EL ZORRO DOMESTICADO

 




 

Como siempre que hago limpieza y reordeno un armario a fondo encuentro algo que, sabiendo que está, a veces echaba de menos. Hoy ha sido este libro, venido a mí como regalo en mi época de incipiente adolescencia de manos del que fue mi primer coqueteo serio y el que más huella —y eso lo indican las estadísticas y parece ser cierto— dejó en mi alma.

        Lo abro, lo acaricio, sonrío ante sus ilustraciones, paso las páginas por esta obra que, en aquel año que lo descubrí, mientras me convertía en una mujercita, me emocionó. Era uno de esos libros que sabes —si no se haya en tu poder— que existe, porque te hablan de él, y desde ese instante ya empiezas a quererlo, a desear tenerlo para descubrir lo que cuenta y llenarte con cada uno de sus párrafos, tal es el aura que lo acompaña. En mi caso cumplió su objetivo, y más aún en aquella edad donde el amor se vive demasiado intensamente y quien te lo ofrece, envuelto en un papel de seda con cinta a juego, es el chico con el que se sueña.
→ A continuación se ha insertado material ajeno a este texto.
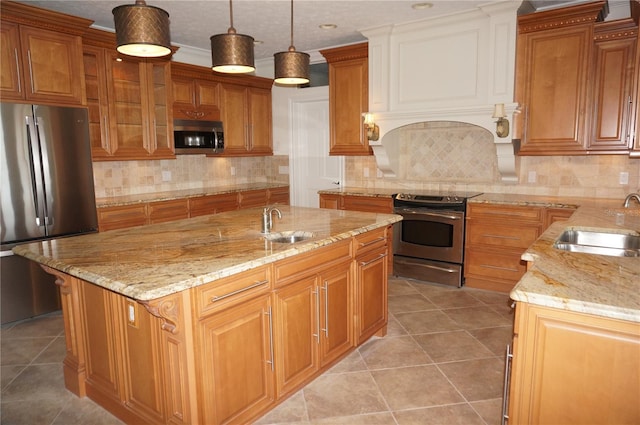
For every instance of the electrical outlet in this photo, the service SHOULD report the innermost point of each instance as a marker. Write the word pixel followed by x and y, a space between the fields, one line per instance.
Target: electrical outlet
pixel 624 177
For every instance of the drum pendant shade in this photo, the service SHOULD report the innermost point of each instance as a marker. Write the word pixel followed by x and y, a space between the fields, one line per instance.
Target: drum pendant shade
pixel 291 67
pixel 231 52
pixel 142 30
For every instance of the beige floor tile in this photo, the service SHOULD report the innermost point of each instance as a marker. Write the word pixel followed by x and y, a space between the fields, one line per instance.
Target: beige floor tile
pixel 426 322
pixel 455 414
pixel 384 353
pixel 336 395
pixel 479 379
pixel 409 302
pixel 415 387
pixel 476 317
pixel 495 339
pixel 489 410
pixel 452 346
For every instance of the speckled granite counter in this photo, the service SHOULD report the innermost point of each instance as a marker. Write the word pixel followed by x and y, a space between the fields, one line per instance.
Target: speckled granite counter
pixel 149 262
pixel 181 194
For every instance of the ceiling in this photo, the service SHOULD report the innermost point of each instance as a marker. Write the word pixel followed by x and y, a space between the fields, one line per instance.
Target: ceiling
pixel 268 21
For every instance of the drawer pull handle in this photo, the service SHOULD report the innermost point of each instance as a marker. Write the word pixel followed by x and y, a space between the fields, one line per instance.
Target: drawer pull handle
pixel 365 264
pixel 488 266
pixel 221 297
pixel 371 242
pixel 513 238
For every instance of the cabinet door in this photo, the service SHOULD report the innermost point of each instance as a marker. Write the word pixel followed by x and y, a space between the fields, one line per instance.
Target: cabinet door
pixel 52 66
pixel 612 107
pixel 574 368
pixel 103 141
pixel 142 367
pixel 158 111
pixel 348 100
pixel 552 81
pixel 297 329
pixel 371 294
pixel 235 117
pixel 335 314
pixel 237 367
pixel 11 84
pixel 261 142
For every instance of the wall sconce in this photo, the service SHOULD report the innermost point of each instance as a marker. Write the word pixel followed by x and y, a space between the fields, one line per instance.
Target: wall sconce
pixel 373 131
pixel 502 125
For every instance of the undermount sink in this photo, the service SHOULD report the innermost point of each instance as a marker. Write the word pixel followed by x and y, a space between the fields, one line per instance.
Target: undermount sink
pixel 289 237
pixel 599 243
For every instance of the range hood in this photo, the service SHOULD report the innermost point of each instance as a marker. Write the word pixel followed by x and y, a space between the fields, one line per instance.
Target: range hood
pixel 449 68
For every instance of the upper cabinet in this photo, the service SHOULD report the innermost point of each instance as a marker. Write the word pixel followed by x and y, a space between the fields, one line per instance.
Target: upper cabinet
pixel 242 103
pixel 348 99
pixel 129 102
pixel 41 55
pixel 574 81
pixel 194 98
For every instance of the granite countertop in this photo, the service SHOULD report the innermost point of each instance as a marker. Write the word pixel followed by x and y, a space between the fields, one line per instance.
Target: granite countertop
pixel 593 284
pixel 181 194
pixel 149 262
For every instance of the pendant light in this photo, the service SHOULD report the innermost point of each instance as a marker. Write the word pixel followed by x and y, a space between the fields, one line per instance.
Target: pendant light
pixel 142 30
pixel 232 53
pixel 291 67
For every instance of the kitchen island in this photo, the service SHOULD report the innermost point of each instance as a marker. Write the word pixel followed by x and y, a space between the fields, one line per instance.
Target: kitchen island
pixel 207 320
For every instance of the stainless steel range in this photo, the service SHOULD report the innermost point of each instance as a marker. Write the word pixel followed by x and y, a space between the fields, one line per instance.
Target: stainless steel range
pixel 429 241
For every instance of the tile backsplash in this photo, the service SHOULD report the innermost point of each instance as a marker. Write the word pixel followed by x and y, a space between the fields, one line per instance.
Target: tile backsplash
pixel 116 178
pixel 458 156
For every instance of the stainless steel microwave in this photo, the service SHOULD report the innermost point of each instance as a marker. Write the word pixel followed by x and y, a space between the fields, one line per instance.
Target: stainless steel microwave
pixel 198 137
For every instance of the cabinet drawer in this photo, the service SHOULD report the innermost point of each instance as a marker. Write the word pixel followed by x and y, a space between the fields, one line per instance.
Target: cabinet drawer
pixel 229 291
pixel 504 212
pixel 120 217
pixel 374 239
pixel 505 236
pixel 494 265
pixel 368 204
pixel 160 212
pixel 307 263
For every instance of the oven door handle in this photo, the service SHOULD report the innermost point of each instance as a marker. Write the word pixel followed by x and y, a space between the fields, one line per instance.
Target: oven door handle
pixel 428 213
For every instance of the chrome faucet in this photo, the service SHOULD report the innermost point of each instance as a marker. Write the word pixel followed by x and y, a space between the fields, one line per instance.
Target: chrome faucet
pixel 631 196
pixel 267 221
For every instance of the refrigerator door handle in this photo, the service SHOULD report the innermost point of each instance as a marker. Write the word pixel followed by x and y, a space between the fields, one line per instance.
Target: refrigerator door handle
pixel 35 165
pixel 45 172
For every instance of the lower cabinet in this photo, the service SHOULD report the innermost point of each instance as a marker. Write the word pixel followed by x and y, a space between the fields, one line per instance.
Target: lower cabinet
pixel 228 351
pixel 237 370
pixel 573 368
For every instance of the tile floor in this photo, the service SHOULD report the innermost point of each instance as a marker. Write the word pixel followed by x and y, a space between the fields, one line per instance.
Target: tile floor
pixel 440 363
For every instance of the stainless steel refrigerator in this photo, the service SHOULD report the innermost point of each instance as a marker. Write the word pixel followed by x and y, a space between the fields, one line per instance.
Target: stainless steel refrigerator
pixel 46 191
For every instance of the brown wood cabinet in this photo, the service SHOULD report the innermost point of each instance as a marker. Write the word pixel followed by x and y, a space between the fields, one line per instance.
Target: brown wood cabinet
pixel 246 114
pixel 614 81
pixel 313 310
pixel 572 367
pixel 497 236
pixel 228 351
pixel 129 102
pixel 372 252
pixel 348 99
pixel 41 55
pixel 553 72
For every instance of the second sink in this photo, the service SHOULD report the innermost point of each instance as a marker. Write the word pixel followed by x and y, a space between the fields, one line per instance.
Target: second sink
pixel 599 243
pixel 289 237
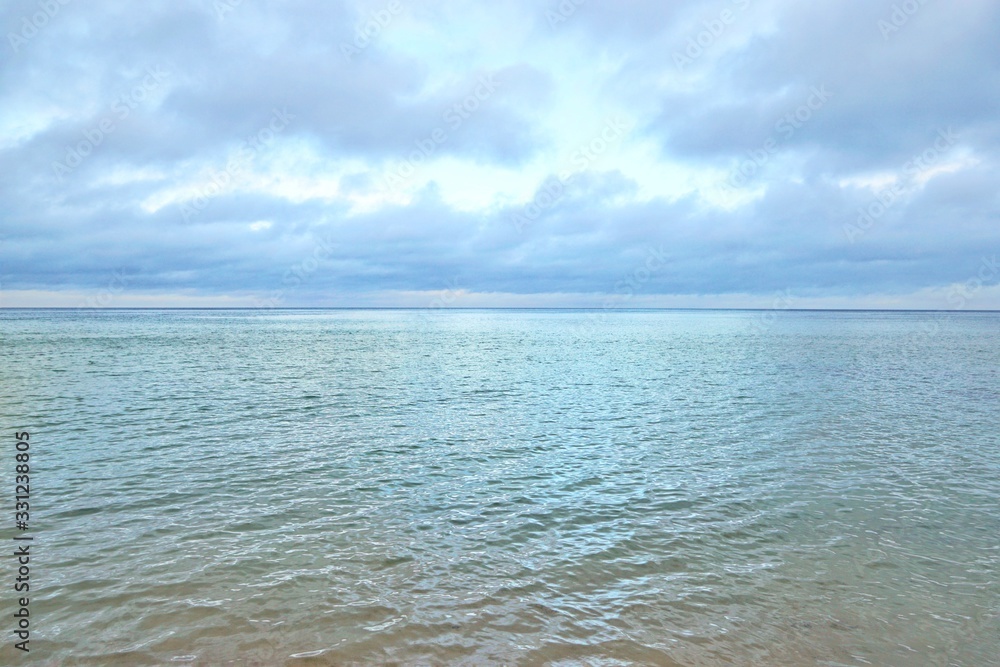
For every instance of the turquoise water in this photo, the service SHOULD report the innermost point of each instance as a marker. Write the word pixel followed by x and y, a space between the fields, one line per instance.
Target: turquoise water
pixel 508 487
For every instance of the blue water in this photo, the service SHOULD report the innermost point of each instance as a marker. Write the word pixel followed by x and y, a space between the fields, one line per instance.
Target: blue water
pixel 508 487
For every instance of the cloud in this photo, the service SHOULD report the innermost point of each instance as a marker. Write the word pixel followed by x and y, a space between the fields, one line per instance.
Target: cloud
pixel 238 153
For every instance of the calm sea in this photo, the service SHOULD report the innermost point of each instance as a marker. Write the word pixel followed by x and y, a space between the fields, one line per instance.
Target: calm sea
pixel 506 487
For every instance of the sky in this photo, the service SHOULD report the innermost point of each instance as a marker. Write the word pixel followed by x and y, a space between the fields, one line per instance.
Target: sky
pixel 420 153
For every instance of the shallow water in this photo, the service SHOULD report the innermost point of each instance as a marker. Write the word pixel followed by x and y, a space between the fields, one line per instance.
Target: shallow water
pixel 508 487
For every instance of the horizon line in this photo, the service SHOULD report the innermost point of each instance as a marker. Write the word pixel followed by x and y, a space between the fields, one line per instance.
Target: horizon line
pixel 473 308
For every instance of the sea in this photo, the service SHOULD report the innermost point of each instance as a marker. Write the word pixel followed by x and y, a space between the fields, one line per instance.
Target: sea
pixel 504 487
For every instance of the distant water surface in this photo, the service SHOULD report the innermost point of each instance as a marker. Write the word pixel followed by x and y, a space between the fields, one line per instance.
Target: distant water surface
pixel 508 487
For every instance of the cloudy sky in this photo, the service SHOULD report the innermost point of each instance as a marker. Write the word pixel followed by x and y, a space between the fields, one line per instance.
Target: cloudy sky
pixel 523 153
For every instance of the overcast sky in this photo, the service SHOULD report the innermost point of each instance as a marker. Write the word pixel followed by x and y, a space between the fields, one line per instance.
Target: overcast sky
pixel 524 153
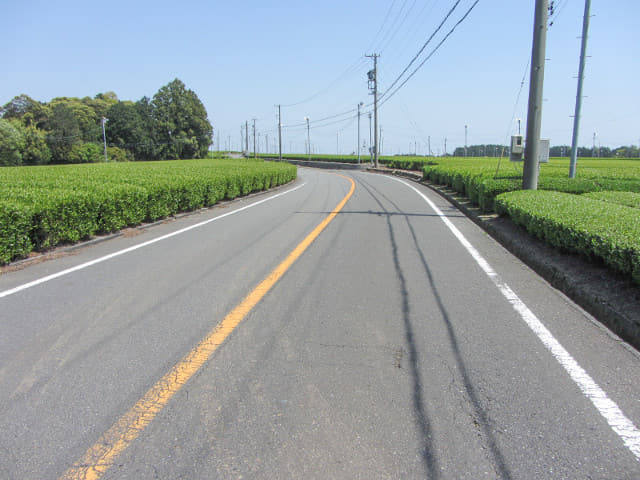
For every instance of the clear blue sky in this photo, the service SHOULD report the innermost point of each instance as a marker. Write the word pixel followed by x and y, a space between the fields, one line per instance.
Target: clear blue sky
pixel 244 58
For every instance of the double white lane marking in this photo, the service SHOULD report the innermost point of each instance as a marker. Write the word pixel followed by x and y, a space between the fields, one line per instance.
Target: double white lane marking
pixel 90 263
pixel 618 421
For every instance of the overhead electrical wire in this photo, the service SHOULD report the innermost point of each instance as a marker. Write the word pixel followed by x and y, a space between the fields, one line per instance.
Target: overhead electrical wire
pixel 455 5
pixel 388 95
pixel 387 39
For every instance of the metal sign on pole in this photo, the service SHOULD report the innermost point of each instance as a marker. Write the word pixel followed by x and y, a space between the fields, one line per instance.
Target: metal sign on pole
pixel 534 115
pixel 576 119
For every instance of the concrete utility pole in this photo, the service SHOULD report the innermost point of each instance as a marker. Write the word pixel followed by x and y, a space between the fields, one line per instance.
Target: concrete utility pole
pixel 576 119
pixel 373 79
pixel 279 133
pixel 308 138
pixel 370 147
pixel 466 128
pixel 534 115
pixel 254 138
pixel 246 136
pixel 104 137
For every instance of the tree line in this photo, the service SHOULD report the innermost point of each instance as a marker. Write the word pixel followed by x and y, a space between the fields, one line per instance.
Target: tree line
pixel 631 151
pixel 171 125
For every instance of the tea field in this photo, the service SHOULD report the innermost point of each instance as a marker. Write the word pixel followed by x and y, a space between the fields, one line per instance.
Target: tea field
pixel 42 207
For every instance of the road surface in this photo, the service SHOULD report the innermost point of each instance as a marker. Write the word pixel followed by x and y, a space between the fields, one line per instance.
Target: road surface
pixel 398 342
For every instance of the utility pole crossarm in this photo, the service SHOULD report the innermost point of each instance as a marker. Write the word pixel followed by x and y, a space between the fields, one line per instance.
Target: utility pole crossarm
pixel 373 78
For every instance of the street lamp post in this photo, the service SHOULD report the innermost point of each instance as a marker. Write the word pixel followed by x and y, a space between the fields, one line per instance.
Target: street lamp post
pixel 359 105
pixel 104 138
pixel 308 138
pixel 466 127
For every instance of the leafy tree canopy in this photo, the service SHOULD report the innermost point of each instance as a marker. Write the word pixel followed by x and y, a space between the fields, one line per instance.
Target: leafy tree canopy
pixel 181 121
pixel 12 143
pixel 173 124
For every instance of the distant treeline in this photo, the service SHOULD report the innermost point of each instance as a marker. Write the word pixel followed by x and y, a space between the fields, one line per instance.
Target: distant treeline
pixel 555 151
pixel 171 125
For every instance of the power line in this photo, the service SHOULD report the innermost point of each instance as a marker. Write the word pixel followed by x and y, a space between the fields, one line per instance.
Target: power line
pixel 388 95
pixel 352 68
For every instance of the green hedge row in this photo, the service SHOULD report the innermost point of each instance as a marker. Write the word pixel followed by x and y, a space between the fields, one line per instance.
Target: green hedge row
pixel 482 180
pixel 630 199
pixel 574 223
pixel 52 206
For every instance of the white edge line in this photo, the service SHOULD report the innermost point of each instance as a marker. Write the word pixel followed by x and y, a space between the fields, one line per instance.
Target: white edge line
pixel 90 263
pixel 614 416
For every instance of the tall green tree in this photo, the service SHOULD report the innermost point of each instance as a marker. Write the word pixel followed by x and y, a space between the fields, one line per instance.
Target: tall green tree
pixel 64 131
pixel 181 124
pixel 36 151
pixel 29 111
pixel 130 127
pixel 11 144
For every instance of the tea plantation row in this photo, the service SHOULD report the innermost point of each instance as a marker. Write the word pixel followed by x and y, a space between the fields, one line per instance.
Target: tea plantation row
pixel 42 207
pixel 596 215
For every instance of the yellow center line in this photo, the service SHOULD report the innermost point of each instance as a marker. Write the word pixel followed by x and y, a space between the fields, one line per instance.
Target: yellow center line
pixel 101 456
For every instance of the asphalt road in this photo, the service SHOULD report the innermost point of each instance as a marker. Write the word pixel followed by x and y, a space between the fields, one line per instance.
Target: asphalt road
pixel 402 343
        Vuelvo a revisarlo, intento hacerlo con pretendida inocencia de quien no conoce su argumento, su trama. Pero es imposible…, y, aun así, sigue encandilándome.

        Yo también fui zorro domesticado igual que el que, como asegura uno de los personajes que más me impactaron, espera a su joven amo en un jardín de rosas anhelando que llegue la hora mágica para encontrarse con aquel al que aprecia y por el que rebaja su fiereza natural al mínimo para dejarse acariciar. Así mismo yo pasaba las horas muertas mirando al reloj, suspirando para que las manecillas dieran las seis de la tarde y poder acudir al sitio escogido como nuestro lugar secreto donde mi «príncipe», porque entonces él era eso para mí, aguardaba apoyado en la barandilla del paseo que separa la arena de la acera y, como chiquillos de quince primaveras que éramos los dos, lanzarnos a corretear por la playa y leer juntos el libro que me había transportado a un mundo con baobabs gigantes cuyas raíces son capaces de reventar un cuerpo celeste.

        Cuando las historias terminan, incluso esa, porque el final del estío apaga el romance —que comenzó en los albores de ese verano— y separa cuerpos y corazones más allá de ciudades extremas, volví a casa con este libro, su regalo, en la maleta, sintiéndome zorro domesticado —que ve a su dueño en cualquier campo de trigo dorado— o rosa que hiberna y dormita bajo cúpula de cristal. Así transcurrió mi tiempo, como zorro o rosa, más zorro que rosa, pues una década después supe que el que fue «príncipe» acabó por cumplir su destino para volar, finalmente, a su planeta lejano, ese que está vetado a los vivos.

        Llegados a la contraportada, y puesto que he vuelto a evocar por enésima vez lo que va parejo con cada una de las palabras de este libro, toca esconderlo. Guardarlo en el fondo de otro armario que esté pendiente de ser aseado para que, cuando llegue el día de reorganizar dicho ropero y vuelva a toparme con él, mediante ese artificio de quien halla algo por casualidad —que no es—, se instalen nuevamente en mi memoria los aromas de aquel periodo que fue dulce y grato.

        Eso haré. Eso es lo que he hecho desde entonces. Eso es lo que volveré a hacer una y otra vez.